New Horizons Mission Closing in on Pluto

Artist's concept of the New Horizons spacecraft as it approaches Pluto and its three moons in summer 2015. Image Source: ohns Hopkins University Applied Physics Laboratory/Southwest Research Institute (JHUAPL/SwRI)

Artist’s concept of the New Horizons spacecraft as it approaches Pluto and its three moons in summer 2015. Image Source: ohns Hopkins University Applied Physics Laboratory/Southwest Research Institute (JHUAPL/SwRI)

July 14, 2014 – After an 8.5-year journey, NASA’s New Horizons spacecraft is only one year away from its closest encounter with Pluto. The probe is expected to be about 6,000 miles from Pluto on July 14, 2015.

The New Horizons Pluto-Kuiper Belt mission is being led by Principal Investigator Alan Stern of the Southwest Research Institute (SwRI) in Boulder. The main goal of the New Horizons mission is to perform high-quality scientific investigations of the Pluto-Kuiper Belt region of the solar system.

Pluto and the Kuiper Belt are known to be endowed with carbon-bearing molecules and water ice, the raw materials out of which life evolves. As the New Horizons spacecraft passes through this icy region, it will use its science instruments to photograph and explore Pluto, its moons, and Kuiper Belt Objects.

Our current knowledge about Pluto is based on observations taken from the ground and Earth orbits. This mission is historic because it will be the first time a human spacecraft has visited the icy planet, and the first exploration of a new planet since the Voyager missions more than 30 years ago.

Pluto has a half-sized moon, Charon, which was discovered in 1978. More recently, it’s smaller moons, Nix and Hydra, were discovered. Charon is half the size of Pluto and doesn’t orbit Pluto in the way that our moon orbits the earth. The gravitational balance point of Pluto and Charon lies between the two masses and is known as the Pluto barycenter.

The design of the Pluto-Charon encounter trajectory will allow observation of both bodies in a single flyby by multiple instruments and coordinated measurements of the Earth, Sun, Pluto, and Charon.

The outer space beyond the orbit of Neptune is referred to as the Kuiper Belt. Gerald Kuiper hypothesized in 1951 that short-period comets orginate from a collection of material left over from the formation of the solar system. David Jewitt and Jane Luu proved the theory in 1992 with the discovery of the first Kuiper Belt Object. Since then, over 1000 Kuiper Belt Objects have been identified.

Plans for an extended mission include one or two encounters of Kuiper Belt Objects, ranging from about 25 to 55 miles (40 to 90 km) in diameter.

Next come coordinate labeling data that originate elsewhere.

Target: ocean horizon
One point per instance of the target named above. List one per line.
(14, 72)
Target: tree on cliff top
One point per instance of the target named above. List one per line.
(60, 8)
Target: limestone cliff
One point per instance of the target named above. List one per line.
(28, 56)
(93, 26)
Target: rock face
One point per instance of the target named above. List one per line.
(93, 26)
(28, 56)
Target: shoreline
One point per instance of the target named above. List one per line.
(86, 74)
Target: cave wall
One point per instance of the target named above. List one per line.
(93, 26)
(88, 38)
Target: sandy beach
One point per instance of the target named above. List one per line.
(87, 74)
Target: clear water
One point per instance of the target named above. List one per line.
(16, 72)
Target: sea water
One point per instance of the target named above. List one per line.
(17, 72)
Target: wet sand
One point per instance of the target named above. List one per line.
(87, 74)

Hubble has been given the task of identifying one of more candidates to visit.

New Horizons made a close flyby of Jupiter in February 2007 in order to get a gravitational boost enroute to Pluto. New Horizons suite of science instruments was successfully exercised and data and images from Jupiter were returned to Earth.

In addition to SwRI, the mission team includes Ball Aerospace Corporation, Lockheed Martin, University of Colorado, the Boeing Company, NASA Goddard Space Flight Center, NASA Jet Propulsion Laboratory, Stanford University, KinetX Inc., the U.S. Department of Energy, and a number of other firms, NASA centers, and university partners.